Microcrystalline cellulose from rice straw bleached pulp was prepared using solar energy then, it modified to synthesize novel nontoxic antimicrobial cellulose (MAMC) derivative which utilized in the manufacture of stirred yoghurt. Different concentration of (MAMC) was used and compared with stirred yoghurt (control). Microbiologically, chemically, organoleptic and physical properties of resultant stirred yoghurt were studied. Also, the antimicrobial activity of the different concentration of MAMC was assayed against bacterial and fungal pathogenic strains. Results revealed that MAMC was shown good effect against all the pathogenic strains especially at 1.00% concentration which the diameter of inhibition zone ranged from 10 to 15 mm. Addition of MAMC had slightly increased on the viability of Lactobacillus delbrueckii subsp. bulgaricus, Streptococcus thermophilus and Bifidobacterium bifidum. Moreover, all treatments free from coliform, yeast and mold compared with control when fresh and during cold storage.

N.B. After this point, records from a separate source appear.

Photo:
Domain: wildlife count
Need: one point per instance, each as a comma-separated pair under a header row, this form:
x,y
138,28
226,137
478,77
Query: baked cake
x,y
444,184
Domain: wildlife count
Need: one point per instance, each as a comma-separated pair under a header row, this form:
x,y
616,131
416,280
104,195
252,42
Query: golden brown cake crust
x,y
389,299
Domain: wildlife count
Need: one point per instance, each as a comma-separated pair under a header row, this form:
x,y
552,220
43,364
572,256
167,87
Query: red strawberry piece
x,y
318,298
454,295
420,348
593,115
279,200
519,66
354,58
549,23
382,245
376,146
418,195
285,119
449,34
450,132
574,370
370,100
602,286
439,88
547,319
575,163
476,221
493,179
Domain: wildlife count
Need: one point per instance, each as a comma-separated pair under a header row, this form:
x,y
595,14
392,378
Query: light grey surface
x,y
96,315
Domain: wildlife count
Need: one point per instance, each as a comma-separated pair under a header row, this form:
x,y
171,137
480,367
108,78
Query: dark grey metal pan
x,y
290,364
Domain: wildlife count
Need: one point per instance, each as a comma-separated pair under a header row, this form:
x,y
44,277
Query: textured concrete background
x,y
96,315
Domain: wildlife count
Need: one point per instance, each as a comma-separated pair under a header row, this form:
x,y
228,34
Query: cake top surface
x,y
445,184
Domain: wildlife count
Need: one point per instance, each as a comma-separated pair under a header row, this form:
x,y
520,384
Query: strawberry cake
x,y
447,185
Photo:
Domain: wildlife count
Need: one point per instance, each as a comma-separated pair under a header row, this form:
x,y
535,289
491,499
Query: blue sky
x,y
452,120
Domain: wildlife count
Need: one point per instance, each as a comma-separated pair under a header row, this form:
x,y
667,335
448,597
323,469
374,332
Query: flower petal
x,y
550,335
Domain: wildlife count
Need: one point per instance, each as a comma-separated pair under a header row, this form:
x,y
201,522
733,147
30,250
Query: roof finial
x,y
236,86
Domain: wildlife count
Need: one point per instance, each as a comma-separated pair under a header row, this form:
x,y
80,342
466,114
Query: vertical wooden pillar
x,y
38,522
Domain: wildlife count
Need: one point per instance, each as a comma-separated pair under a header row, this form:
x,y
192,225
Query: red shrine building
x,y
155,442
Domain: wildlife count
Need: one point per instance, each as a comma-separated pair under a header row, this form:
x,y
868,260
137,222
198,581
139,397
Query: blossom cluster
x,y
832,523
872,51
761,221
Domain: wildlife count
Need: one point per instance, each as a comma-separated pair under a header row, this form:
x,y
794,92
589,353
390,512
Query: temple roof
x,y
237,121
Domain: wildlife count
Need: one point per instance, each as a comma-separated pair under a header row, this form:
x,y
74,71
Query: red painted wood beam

Moreover, Additive MAMC impose various degrees of inhibition against the growth of some pathogenic and fungi that cause food contamination and spoilage. The acidity and SN/TN of stirred yoghurt treatments increased with prolonged storage period but declined with increasing the ratios of MAMC addition. Sensory evaluation showed that 0.5% of MAMC was the best concentration that had a highest total score during storage. It was recommended that use of MAMC as natural preservatives of stirred yoghurt improve the overall acceptability at ratio 0.50% and extended the shelf life of this product.